Blood Work Is the Only Way to Know

The single most important step in finding a good PCT is getting blood work done, both before you start PCT and after you finish it. Without labs, you’re guessing. A study in the European Journal of Endocrinology defined successful recovery as having three markers all within normal range: LH (1 to 12 U/L), FSH (1 to 12 U/L), and total testosterone (roughly 290 to 1,040 ng/dL, using their reference of 10 to 36 nmol/L).

Get a baseline panel before your cycle so you know your personal normal. Then get blood drawn about two weeks before starting PCT to see how suppressed you are, and again four to six weeks after finishing PCT to confirm recovery. The key markers to request are total testosterone, free testosterone, LH, FSH, and estradiol. Estradiol matters because if estrogen rebounds too high during PCT, it can counteract recovery and cause symptoms like water retention and mood issues, even though some clinical definitions of “recovery” don’t include it.

If your levels haven’t normalized four to six weeks post-PCT, you may need a second round or further evaluation. Some men, particularly after very long or heavy cycles, take six months or longer to fully recover. The European Journal of Endocrinology research found that the duration and type of compounds used were key factors predicting whether hormones normalized.

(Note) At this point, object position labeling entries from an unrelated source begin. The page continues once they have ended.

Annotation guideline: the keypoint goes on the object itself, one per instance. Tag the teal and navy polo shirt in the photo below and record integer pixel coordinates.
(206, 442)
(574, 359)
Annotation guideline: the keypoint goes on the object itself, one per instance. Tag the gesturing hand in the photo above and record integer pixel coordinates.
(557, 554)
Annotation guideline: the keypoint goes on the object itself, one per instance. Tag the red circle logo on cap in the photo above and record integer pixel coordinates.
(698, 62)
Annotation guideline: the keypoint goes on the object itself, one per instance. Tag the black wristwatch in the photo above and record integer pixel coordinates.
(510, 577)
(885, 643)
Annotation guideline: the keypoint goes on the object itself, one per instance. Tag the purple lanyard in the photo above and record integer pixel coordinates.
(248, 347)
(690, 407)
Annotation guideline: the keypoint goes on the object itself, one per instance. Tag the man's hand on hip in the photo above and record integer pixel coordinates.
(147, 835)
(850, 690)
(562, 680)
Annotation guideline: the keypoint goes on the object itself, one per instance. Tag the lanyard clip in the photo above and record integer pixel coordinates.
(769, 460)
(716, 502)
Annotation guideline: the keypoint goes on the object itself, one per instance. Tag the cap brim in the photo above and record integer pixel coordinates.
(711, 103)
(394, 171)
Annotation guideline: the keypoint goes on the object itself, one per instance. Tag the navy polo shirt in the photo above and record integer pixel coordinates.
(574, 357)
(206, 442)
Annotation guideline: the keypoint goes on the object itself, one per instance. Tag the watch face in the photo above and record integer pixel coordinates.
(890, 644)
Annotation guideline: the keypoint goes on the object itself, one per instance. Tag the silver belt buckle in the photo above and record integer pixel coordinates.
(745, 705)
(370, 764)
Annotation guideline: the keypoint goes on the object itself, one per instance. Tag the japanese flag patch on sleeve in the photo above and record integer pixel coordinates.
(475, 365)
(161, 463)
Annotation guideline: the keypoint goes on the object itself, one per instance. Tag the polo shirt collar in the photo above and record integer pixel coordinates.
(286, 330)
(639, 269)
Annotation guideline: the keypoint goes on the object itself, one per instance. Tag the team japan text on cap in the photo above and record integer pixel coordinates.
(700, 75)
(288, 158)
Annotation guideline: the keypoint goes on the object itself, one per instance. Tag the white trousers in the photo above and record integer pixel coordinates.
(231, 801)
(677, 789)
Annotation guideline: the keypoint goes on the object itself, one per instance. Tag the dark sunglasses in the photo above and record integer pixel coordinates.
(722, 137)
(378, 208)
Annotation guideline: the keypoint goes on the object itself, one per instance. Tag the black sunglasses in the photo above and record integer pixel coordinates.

Red Flags When Sourcing PCT

The compounds themselves are well established, but the challenge is getting legitimate products. A few practical guidelines for avoiding problems:

  • Pharmaceutical-grade over research chemical companies: When possible, pharmacy-dispensed Clomid and Nolvadex are the safest bet. These are prescription medications in most countries, and some telehealth services now prescribe them for hormonal recovery.
  • Third-party testing: If you’re sourcing from a research chemical company, look for vendors that provide certificates of analysis from independent labs. Without third-party testing, you have no guarantee of purity or dosage accuracy.
  • Avoid pre-made “PCT blends”: Supplement companies sometimes market proprietary blends as PCT support. These typically contain herbal ingredients like tribulus or ashwagandha, which do not meaningfully raise LH, FSH, or testosterone in someone with suppressed hormone production. They are not substitutes for SERMs.
  • Community reputation: Bodybuilding forums with long histories and active moderation tend to maintain vendor review threads. Cross-referencing multiple sources of feedback is more reliable than trusting a single recommendation.

Timing Your PCT Correctly

Starting PCT too early or too late undermines the whole effort. If you begin SERMs while synthetic hormones are still active in your body, the medication is fighting a losing battle because your system still detects exogenous hormones and won’t restart production. If you wait too long, you spend unnecessary weeks in a low-testosterone state, losing muscle and feeling terrible.

The timing depends on the half-life of what you used. Short-acting compounds like testosterone propionate clear within a few days, so PCT can start roughly three to five days after your last dose. Long-acting compounds like testosterone enanthate or nandrolone decanoate take about two weeks to clear sufficiently. Oral-only cycles using compounds with short half-lives can transition to PCT within days. For SARMs, most have half-lives under 24 hours, so PCT can begin the day after your last dose.

If you used HCG during your cycle, continue it into the first week or two of PCT and then stop, letting the SERMs carry you through the remaining weeks. Running HCG for too long during PCT can actually work against recovery by keeping your brain from restarting its own signaling.